To accomplish our goals in Malawi, VoiceFlame focuses on linking people in one of the poorest countries in the world with people in one of the wealthiest through six key programs. One of those programs is:
Building relationships through other forms of creative communication such as quilting, sewing, and oral storytelling. These are collaborative projects that create opportunities to communicate across social, economic and political barriers.
Quilting
In 2011, village women in Malawi worked with glue, scissors, needle, and thread to decorate fabric squares for the first time in their lives. Ten thousand miles away, Coralee Johnson of Hazen, North Dakota, received those squares and stitched them into wall hangings.

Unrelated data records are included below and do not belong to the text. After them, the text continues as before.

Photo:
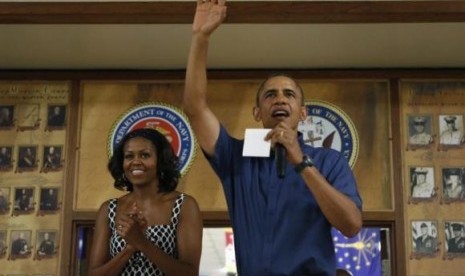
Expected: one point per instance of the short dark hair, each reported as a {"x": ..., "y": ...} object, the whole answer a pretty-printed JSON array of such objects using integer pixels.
[
  {"x": 167, "y": 161},
  {"x": 273, "y": 75}
]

Although these women from different worlds have never met or spoken, Coralee had an understanding of their plight. Across an 8 x 8 inch square, their hands and hearts touched, and stitch-by-stitch, Coralee wove their stories into her own. The quilts will tour Malawi with VoiceFlame on our next learning journey. Creative projects like these build global awareness and link women across diverse cultures.
Oral storytelling
On each of VoiceFlame’s learning journeys thus far, North American women gathered in a circle with elderly Malawian women to share life experiences. In the tradition of oral story telling, the women were asked to weave a story around a simple prompt. The first year, our theme was “hands and feet.” Communicating through an interpreter, Malawian women told stories of walking barefoot to the well to get water for their family, suffering with cracked heels, pulling chiggers out from between their toes and using their hands to grind maize or rock a baby or wash laundry on a river rock. One by one, the women stood proudly in the circle. They talked easily in their native dialect, gestured freely, laughed and cried. As we women from another country and culture listened raptly to each one, the Malawian women knew their voices were being heard and that their stories mattered.VoiceFlame will continue offering oral storytelling as a way to include non-English speaking women in the “connecting through story” program.